Cllr David Goode, a Liberal Democrat who represents Knaresborough, said the situation did not appear as positive as the council was making out, having missed key targets since the operation launched.
He said he was “struggling” with the initiative, bearing in mind the authority’s carbon reduction strategy, the government’s revised policies over waste management and the drive towards reducing reliance on single use items.
Cllr Goode said:
“And then I look at a 25-year contract that seems to encourage us to maximise that amount of waste we are putting through to get the financial returns that we’re looking for and a government strategy that seems to indicate we would have to fundamentally change the nature of the contract that we have currently got.”
Mr Jeffreys said the authority was not “incentivising maximising waste”, but rather was finding a good end destination for business waste that could otherwise end up in landfill.”
‘Fantastic asset’
The committee’s chairman, Cllr Stanley Lumley, a Conservative who represents Pateley Bridge, said:
“Allerton waste plant was very controversial when it was going through the process of council and planning. I think it’s proved to be a fantastic asset for North Yorkshire.”

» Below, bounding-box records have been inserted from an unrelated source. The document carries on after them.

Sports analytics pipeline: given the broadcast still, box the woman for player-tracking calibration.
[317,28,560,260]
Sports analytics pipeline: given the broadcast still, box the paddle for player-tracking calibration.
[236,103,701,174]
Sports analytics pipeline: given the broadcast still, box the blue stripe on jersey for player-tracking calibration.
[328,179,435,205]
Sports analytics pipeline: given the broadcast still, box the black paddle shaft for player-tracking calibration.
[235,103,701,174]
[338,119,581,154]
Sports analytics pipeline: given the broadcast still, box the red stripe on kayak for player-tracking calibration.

The council’s waste executive director Cllr Derek Bastiman said after visiting the site he was encouraged to see the amount of cardboard and plastic that was recovered from general waste.
He said:
“It’s still the families that need educating on keeping their waste clean, whether that’s plastic bottle or cardboard.
“If they did that then we could recycle more than we do. If families could just be a bit more considerate when disposing of their waste that would certainly help with our figures.”